Basının hiç umrunda olamazdı; çünkü devlet tüm medyayı satın almıştı.
Gerçekten, düşünüyorum da, ülkenin başkentinde 10 binlerce insan haksızlığa karşı biraraya gelmesinin görmezlikten gelinmesini aklım hafsalam almıyor.
Eğer medya da hükümet demekse-medyayı ele geçirmişse hükümet, hükümetin vatandaşların taleplerini ve tepkilerini nasıl görmezlikten gelebilirdi sağlıklı demokrasilerde?
DEMOKRASİ DİYEBİLİR MİYDİK TÜRKİYE'DEKİ YÖNETİM BİÇİMİNE?
İktidar ne dedi bgüne kadar EYT'liler için;
TÜREMİŞLER,
BOŞ İŞLER,
GÜNDEMİMİZDE YOK,
DÜNYANIN HİÇBİR YERİNDE ERKEN EMEKLİLİK DİYE BİR ŞEY YOK,
38 YAŞINDA EMEKLİLİK OLAMAZ, VS.
Oysa hepsi de saptırmaydı gerçeklerle alakası olmayan.
Çünkü ne erken emeklilik diye bir şey söz konusuydu, ne de 38 yaşında emekli olacak insan vardı, ne de insanların çift dikiş yapmak gibi bir derdi var.
48-50 yaşında insanlardı davalarının peşinde koşanlar.
Kim iş verirdi onlara o yaşta.
Hem erken emeklilik diye bir şey mi var; biz 43 yaşında emekli olmayı beklerken 38 yaşında emeklilik mi talep ettik, yoksa siz emeklilik yaşını 50'ye mi çıkardınız?

Hükümet-iktidar-AKP, dün de duymazlıktan geldi sesimizi ve medyanın da duyurmasını engelledi.
Duymazlıktan geldi diyorum bakın, duymadı demiyorum.
Öyle bir duydu ki sesimizi, kulakları patladı neredeyse ki, bu sesin  gücünün hissedilmemesi için medyaya haber yapmama talimat verdi, gibi bir şey!
Sanmayın ki AKP, EYT'lileri kaale almadı veya almıyor..?
Öyle bir kaale aldı ki, öyle bir kaale alıyor ki...
Bir kere kaale alınmayan bir şeye tepki bile verilmez.

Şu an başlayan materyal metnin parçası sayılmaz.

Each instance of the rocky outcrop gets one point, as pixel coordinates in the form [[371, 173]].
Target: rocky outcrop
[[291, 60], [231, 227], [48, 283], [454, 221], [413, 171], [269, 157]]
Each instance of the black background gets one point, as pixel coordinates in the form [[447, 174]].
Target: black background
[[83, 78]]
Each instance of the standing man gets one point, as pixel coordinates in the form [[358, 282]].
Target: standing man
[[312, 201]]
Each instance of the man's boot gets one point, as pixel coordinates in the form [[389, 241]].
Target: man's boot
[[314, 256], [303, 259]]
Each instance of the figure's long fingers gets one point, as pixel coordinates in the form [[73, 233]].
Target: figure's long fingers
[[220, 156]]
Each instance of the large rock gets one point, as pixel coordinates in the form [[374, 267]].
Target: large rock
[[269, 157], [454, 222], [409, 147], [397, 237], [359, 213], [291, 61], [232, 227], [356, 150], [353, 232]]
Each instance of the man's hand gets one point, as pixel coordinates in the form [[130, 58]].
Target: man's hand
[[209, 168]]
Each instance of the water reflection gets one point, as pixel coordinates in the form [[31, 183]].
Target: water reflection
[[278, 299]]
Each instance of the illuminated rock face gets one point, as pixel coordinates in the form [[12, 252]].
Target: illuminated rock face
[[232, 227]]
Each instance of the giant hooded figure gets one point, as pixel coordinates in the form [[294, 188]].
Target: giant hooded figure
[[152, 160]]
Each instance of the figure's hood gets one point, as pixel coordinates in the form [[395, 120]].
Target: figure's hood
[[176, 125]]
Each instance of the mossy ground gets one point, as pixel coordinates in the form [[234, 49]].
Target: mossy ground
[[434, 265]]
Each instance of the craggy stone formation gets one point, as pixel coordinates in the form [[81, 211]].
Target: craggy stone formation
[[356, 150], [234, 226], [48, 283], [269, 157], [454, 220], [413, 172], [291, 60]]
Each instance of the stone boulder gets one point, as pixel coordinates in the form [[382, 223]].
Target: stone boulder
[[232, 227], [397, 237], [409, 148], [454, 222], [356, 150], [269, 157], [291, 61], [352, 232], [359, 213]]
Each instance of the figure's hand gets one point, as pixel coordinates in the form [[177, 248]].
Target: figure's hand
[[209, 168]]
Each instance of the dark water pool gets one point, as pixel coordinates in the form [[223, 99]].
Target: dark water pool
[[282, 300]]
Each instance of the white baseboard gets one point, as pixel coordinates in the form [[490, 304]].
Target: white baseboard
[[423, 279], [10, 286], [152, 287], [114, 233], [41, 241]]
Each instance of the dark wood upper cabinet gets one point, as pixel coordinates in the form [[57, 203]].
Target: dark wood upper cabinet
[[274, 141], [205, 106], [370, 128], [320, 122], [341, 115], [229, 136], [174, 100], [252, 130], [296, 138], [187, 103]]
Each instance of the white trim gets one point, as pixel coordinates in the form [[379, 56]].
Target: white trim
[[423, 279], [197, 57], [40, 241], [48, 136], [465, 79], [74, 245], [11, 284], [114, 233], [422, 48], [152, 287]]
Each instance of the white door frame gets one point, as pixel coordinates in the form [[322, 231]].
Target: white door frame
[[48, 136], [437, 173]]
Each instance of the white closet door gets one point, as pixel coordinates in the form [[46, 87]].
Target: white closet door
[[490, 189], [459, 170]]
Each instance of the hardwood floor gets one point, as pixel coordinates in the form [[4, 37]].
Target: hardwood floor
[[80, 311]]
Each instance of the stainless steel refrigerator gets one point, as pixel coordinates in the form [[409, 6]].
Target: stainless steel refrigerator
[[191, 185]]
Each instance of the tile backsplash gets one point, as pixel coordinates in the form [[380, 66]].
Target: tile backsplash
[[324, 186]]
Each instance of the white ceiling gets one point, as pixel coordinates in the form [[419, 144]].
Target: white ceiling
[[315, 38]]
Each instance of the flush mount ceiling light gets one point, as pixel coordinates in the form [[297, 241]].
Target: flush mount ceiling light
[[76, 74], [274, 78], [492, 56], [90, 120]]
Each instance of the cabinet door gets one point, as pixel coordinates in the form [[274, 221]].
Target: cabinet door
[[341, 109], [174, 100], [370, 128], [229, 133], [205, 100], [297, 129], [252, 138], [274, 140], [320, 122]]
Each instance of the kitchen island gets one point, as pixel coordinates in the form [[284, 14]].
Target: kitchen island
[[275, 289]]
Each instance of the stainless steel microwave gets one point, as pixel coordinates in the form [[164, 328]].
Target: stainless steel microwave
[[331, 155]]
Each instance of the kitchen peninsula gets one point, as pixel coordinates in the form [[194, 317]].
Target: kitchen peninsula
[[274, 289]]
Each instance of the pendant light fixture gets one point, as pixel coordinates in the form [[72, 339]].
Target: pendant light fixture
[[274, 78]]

Eğer Cumhurbaşkanı, Bakanlar ve Milletvekilleri EYT'lilere tepki gösteriyorlarsa, bu ne kadar kaale aldıklarını, bizden ne kadar korktuklarını gösterir.
zaten göstereceğiz de...

6.5 milyon emekli olan EYT'li, 2024'e kadar 5.5 milyon kademeli olarak emekliliğini bekleyen, hali hazırda 300 bin emekliliğini bekleyen ve bu kişiler ortalama 50 yaş ve üzeri ve toplam 12.5 milyonu aile denen unsurla çarparsanız, orasını da siz hesaplayın ve seçimlere etkisini siz düşünün.

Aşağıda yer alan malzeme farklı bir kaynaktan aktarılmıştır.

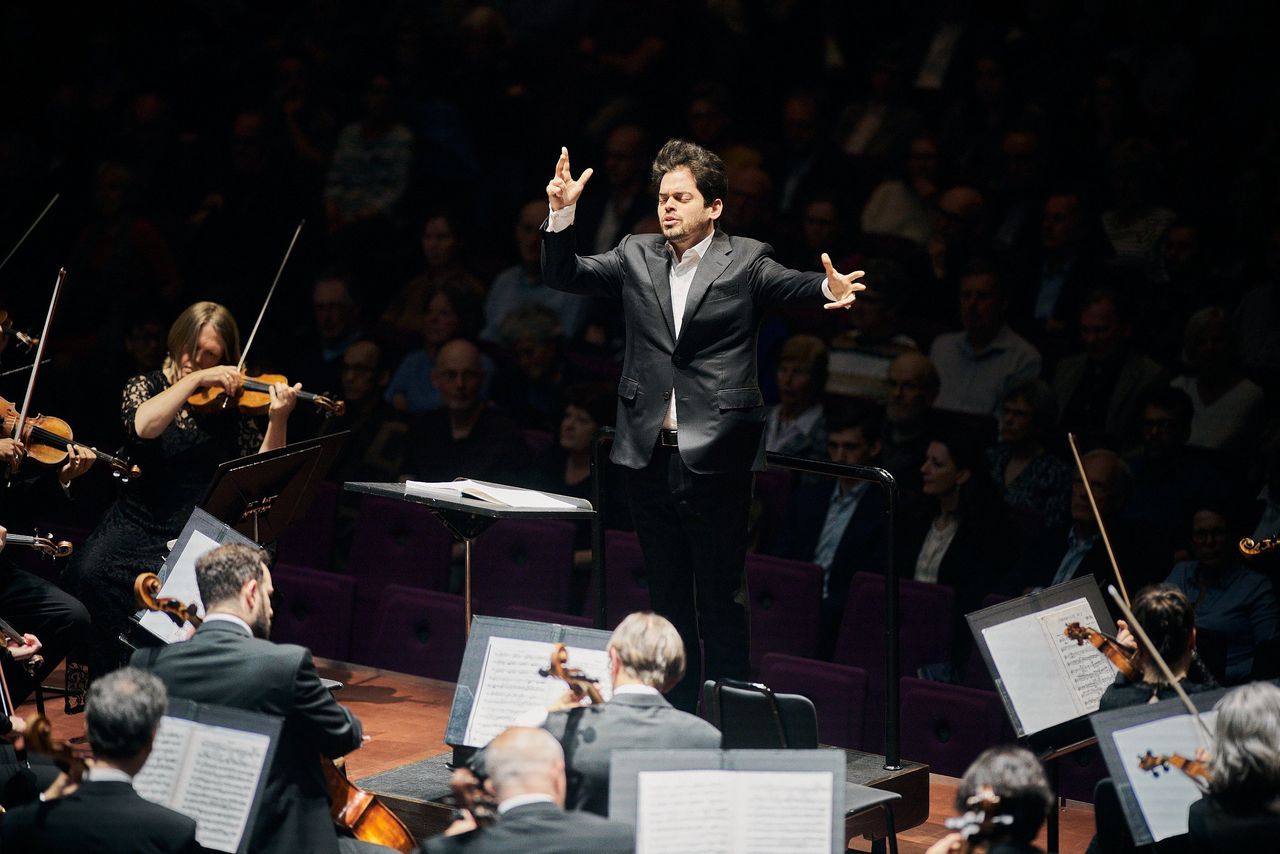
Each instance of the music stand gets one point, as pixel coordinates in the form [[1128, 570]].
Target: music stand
[[263, 494]]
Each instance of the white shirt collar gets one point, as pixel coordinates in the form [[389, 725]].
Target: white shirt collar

Eğer Eyt'lere karşı bir sesizilik varsa, bu korkuların gün yüzüne çıkmaması içindir.


Olura, EYT'lere hiçbir zaman hakları iade edilmedi; kendileri bilirler; çünkü AKP'li EYT'ler de var ve onlardan gelebilecek oyladan olurlar.
İkincisi, AKP artık kednine güvenmiyor ki, MHP ile ittifak kuruyor.

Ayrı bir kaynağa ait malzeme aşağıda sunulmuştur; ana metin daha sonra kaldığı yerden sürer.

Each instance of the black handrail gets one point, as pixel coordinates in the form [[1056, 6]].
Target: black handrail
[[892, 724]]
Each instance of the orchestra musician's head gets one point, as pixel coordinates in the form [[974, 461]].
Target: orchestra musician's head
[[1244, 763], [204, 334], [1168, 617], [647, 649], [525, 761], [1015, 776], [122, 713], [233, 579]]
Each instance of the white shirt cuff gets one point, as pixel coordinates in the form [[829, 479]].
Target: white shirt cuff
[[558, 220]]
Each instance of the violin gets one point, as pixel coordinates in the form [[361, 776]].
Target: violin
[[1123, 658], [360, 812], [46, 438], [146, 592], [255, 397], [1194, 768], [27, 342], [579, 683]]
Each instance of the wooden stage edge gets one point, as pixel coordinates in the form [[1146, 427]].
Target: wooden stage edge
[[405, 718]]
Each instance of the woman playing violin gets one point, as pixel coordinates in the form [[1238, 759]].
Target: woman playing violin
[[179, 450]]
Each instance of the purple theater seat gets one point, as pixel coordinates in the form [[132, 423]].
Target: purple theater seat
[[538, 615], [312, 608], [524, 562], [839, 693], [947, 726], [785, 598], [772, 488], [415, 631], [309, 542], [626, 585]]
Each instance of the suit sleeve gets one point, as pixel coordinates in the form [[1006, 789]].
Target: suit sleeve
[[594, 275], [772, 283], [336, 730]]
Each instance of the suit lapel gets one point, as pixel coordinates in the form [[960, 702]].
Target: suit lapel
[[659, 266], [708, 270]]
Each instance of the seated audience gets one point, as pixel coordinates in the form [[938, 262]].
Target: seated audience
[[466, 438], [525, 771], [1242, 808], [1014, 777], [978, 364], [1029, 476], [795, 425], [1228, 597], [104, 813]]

Üçüncüsü, bir kilo patlıcan ve biber 17-20 liraya kadar yükseldi; Cumhuriyet tarihinde alım gücü hiç bukadar düşmemiştir.
Ve Cumhurbaşkanı kalkıyor, "Vatandaş patlıcan-biber diyor, bir merminin fiyatını sormuyor da" diyor.
Ben de diyorum ki, evren hiç kimseyi açlıkla terbiyr etmesin!
Başka da sözüm yok, seçimlerde oylarımız konuşacak ve susturacak!